Un hospital húngaro consiguió la consecución de un embarazo y su final en el seno de una madre con un derrame cerebral avocado a su muerte y a la del feto. Es el tercer caso de embarazo con fallecimiento cerebral previo de la madre.

El embarazo es un periodo de comunicación con el feto, se aúnan el desarrollo físico y mental del niño con las percepción del mundo que tiene a través de su madre, se establece un vínculo entre ambos que puede mantenerse durante toda la vida.

La vida es un milagro, pero, ¿qué ocurre si en esta conversación entre madre e hijo una de las partes está en un silencio total e irreversible?

Una mujer húngara, embarazada de 27 semanas sufrió un derrame cerebral y pese a los esfuerzos médicos fue imposible recuperarla. El entorno familiar se vio sometido a una difícil decisión que no podía esperar: su ser querido había fallecido y en su vientre aun había movimiento. Cuando el fracaso de reanimación se hizo evidente, la decisión urgente fue qué hacer con ese embarazo condenado a terminar.

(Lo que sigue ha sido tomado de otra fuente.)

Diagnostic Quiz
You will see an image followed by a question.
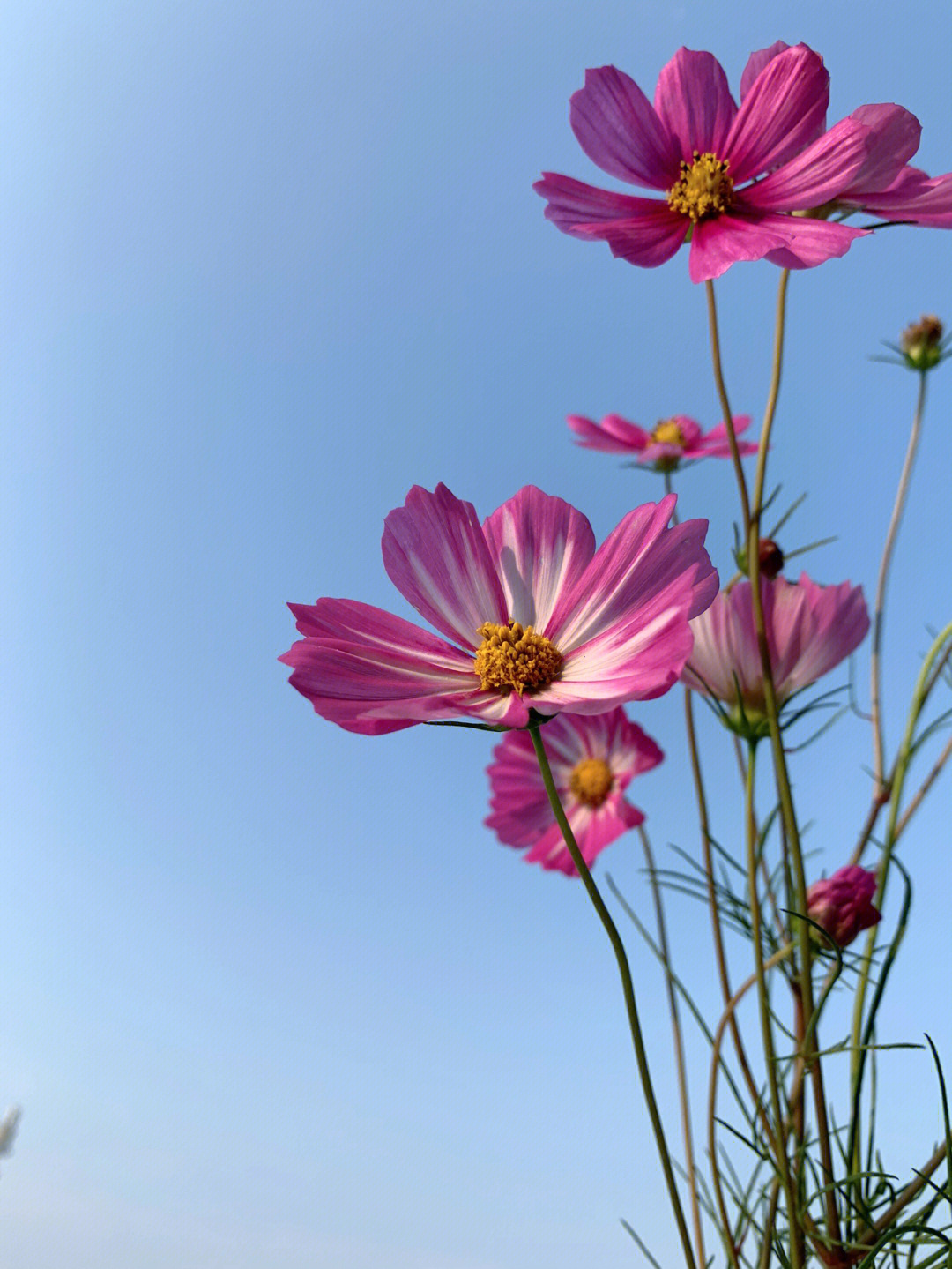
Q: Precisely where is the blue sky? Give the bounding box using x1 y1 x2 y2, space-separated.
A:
0 0 952 1269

Una mujer con muerte cerebral finaliza un embarazo

Sobreponiéndose al dolor de la pérdida, los familiares optaron por que el embarazo prosiguiera de forma artificial, y tuviera lugar la llegada al mundo de un niño huérfano de madre antes de nacer, para lo cual mantuvieron las constantes vitales de la madre con las pautas que el cuerpo de una mujer embarazada va experimentando a lo largo de las semanas.

“La familia venía desde el campo tres veces a la semana para visitar al feto. Le hablaban al bebé que estaba en el vientre de la madre y acariciaban su barriga”, decía la jefa de la unidad de neurocirugía de la Universidad de Debrecen, Csilla Molnár.

Cuando el feto llegó al peso suficiente, a las 27 semanas, se programó la cesárea. El niño nación con casi kilo y medio , y tras 10 semanas de incubadora, está sano y en casa con sus familiares.

La madre, tras el parto, y puesto que llevaba tres meses en muerte cerebral, fue desconectada y sus órganos donados a tres personas.

Una impresionante noticia a nivel médico pero suscita tensiones en el terreno moral, sobre si ético mantener las constantes de una persona con muerte cerebral, y por ende, de imposible recuperación, para gestar un niño que estaba irremisiblemente condenado a morir antes de nacer. El Milagro de la Vida o el Egoísmo ante la Muerte. La polémica está servida.